Why Being a Foster Parent is Rewarding

“Parenting, by its very nature, is future directed,” Emily Rapp says in her book, The Still Point of the Turning World, a grief memoir, as The New York Times calls it. That’s true for most parents, but what about when you care for a child in foster care?

Could You be a Foster Parent?

For some, the question of whether or not they can foster kids with special needs may be an easy one, especially if they already have some experience, whether through their personal life or their work. Given the restrictions that you need to work with when you care for children with special needs, you may take a longer time to decide.

Is it Worth it?

If you want to make a difference in someone’s life, then, yes, it is worth it. What’s going to be involved is care that isn’t future directed—graduations, career, etc. aren’t promised. What makes the experience ultimately rewarding is that fostering is done for nothing else, but the implicit humanity in the act.

How You Can Help

If you aren’t ready to care for children in foster care, you can still help out by sending donations to children in foster care. When you send donations to children in foster care, choose groups like The Arizona Friends of Foster Children Foundation. The organization funds activities that provide kids with a chance to have fun and teach them how to be a child.

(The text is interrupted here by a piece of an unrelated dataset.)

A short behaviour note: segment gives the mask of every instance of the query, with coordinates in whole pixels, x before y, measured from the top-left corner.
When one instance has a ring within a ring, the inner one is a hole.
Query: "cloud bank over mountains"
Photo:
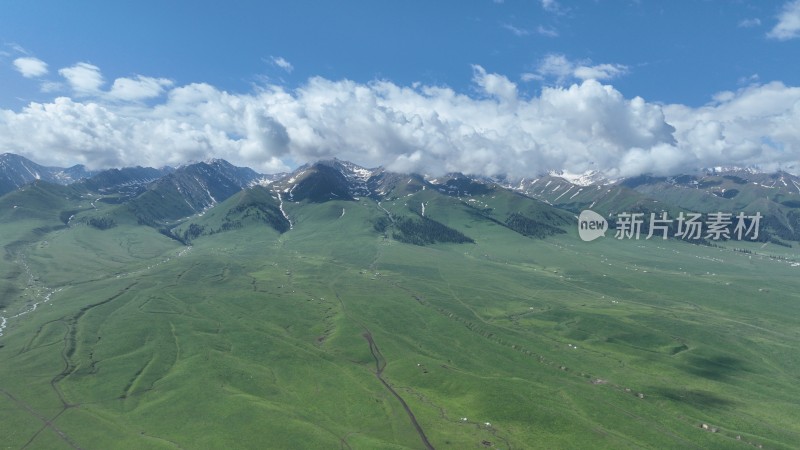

Seeing them laugh and lose themselves in the moment can be a huge step forward in their development. And being a part of that is immensely a worthwhile effort.

In the end, caring for a child in foster care is rewarding, not because of what it can bring you, but for what it can do: it can change someone’s life. But if you aren’t ready to take this step, then donating can also help affect positive change for special-needs kids in foster care.